Более полувека назад был сформулирован основной принцип поп-музыки:
"It's a singer, not a song" (Все дело в певце, а не в песне). Уже в 30-е
годы во всех цивилизованных странах был налажен конвейер по поточному
производству шлягеров, а вот производить на потоке любимчиков публики тогда
еще не умели.
Этот основной принцип надо понимать так: если песню поет звезда, то и
мелодия окажется хорошей, и текст задушевным. И самое главное - слушатель
начнет себя идентифицировать с исполнителем. Чтобы помочь в этом деле
потребителю, шоу-бизнес использует имидж поп-музыканта. Имидж - это не
только экстравагантный внешний вид звезды. Это и то, что звезда говорит, в
каких ситуациях оказывается, как из них выпутывается и так далее. Имидж -
это жизненная позиция, которую можно изложить в форме анекдота. Именно с
этим самым анекдотично-карикатурным имиджем и идентифицируют себя
поклонники, мечтающие блистать, как Мадонна, хамить, как Джонни Рогтен,
любить, как Scorpions, спиваться, как Том Уэйтс, или страдать, как Курт
Кобейн.
Рок тоже базируется на песнях, которые поет живой человек. И рок-певец
делает вид, что раскрывает миру свою душу, как правило, всем недовольную и
бунтующую. Боль - а также радость - души лучше всего выражается луженой
глоткой, тремя гитарными аккордами и малоизобретательным барабанным стуком.
Рок, вообще говоря, - разновидность поп-музыки, ведь главное для попа -
это самоидентификация слушателя с песней, уверенность, что песня обращается
непосредственно к нему. Поп эротичен, манерен, провокационен. И Элвис Пресли
- это поп, и The Beatles, и АВВА, и Black Sabbath, и The Clash.
Поп предлагает народонаселению не столько задушевные тексты и
прилипчивые мелодии, сколько систему ценностей, Эрзац мировоззрения.

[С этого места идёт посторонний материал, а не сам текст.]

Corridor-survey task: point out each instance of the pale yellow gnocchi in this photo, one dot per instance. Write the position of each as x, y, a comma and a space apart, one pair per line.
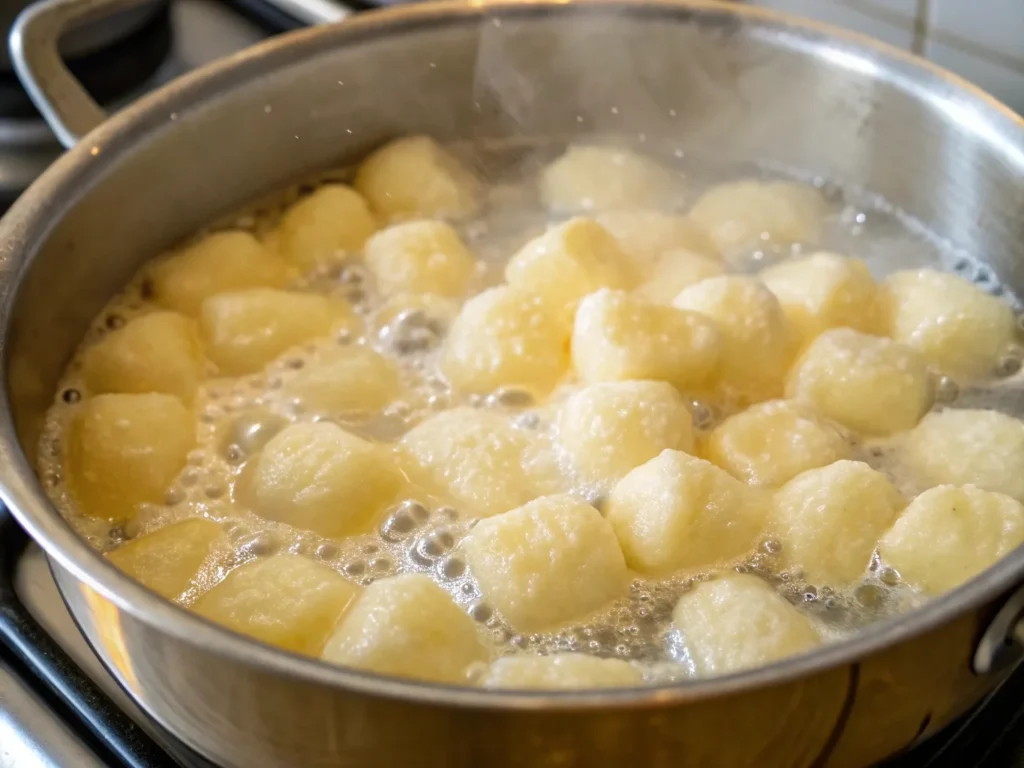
345, 379
505, 337
547, 562
822, 291
323, 227
415, 177
617, 336
828, 520
407, 626
757, 343
475, 459
125, 450
772, 442
167, 559
737, 622
244, 331
740, 215
220, 262
948, 535
967, 446
567, 262
286, 600
158, 352
606, 429
595, 178
955, 327
537, 418
560, 672
871, 385
316, 476
422, 256
679, 512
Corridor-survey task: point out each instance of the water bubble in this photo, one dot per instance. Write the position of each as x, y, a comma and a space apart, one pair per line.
1010, 364
772, 546
510, 397
249, 432
327, 552
258, 545
215, 491
480, 612
869, 595
889, 577
454, 567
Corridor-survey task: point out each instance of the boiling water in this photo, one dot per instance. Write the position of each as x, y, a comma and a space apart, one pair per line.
423, 535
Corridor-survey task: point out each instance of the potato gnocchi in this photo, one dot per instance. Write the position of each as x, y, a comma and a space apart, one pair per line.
563, 431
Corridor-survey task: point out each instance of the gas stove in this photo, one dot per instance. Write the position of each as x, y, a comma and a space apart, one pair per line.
58, 707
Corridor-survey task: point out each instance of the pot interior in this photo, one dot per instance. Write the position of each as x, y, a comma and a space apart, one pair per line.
677, 79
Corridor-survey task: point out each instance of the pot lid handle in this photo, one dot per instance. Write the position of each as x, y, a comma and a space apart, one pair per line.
62, 101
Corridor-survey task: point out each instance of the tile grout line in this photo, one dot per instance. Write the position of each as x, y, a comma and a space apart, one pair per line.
922, 22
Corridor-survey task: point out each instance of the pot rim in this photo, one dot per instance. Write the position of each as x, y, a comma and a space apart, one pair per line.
27, 225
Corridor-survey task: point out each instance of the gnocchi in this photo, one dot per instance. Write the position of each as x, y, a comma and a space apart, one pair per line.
346, 379
158, 352
407, 626
757, 344
555, 432
740, 215
221, 262
770, 443
550, 561
679, 512
967, 446
167, 560
737, 622
594, 178
505, 337
567, 262
823, 291
415, 177
616, 336
420, 257
318, 477
606, 429
324, 227
285, 600
828, 520
475, 459
868, 384
955, 327
245, 331
125, 450
948, 535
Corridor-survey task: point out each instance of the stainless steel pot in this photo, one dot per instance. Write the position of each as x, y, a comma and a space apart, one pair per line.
690, 74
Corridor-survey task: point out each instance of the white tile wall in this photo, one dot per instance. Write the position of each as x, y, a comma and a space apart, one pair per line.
981, 40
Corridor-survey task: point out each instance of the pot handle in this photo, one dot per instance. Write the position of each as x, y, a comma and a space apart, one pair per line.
62, 101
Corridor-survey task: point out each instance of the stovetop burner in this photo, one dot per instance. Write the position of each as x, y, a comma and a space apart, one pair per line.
58, 707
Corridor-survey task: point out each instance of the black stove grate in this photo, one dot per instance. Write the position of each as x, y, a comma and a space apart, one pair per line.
990, 736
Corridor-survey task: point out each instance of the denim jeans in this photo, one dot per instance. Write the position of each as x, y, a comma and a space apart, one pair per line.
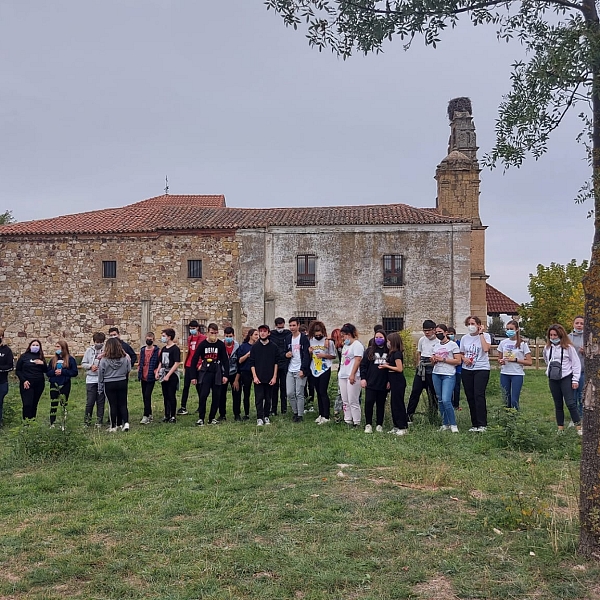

Поп-музыка - прежде всего социальное явление. Собственно музыка
занимает в нем довольно незначительное место: грубо говоря, подростки живут
под свою музыку, что-то чувствуют, надеются, ненавидят, делят себя на своих
и чужих в зависимости от стиля музыки, даже часто ее слушают, но они ее не
слышат. В равной степени это относится и к гитарному скрежету, и к
задушевным песням, и к звукам, извлеченным из ритм-машины и синтезатора. И
то, и другое, и третье - часть молодежной культуры.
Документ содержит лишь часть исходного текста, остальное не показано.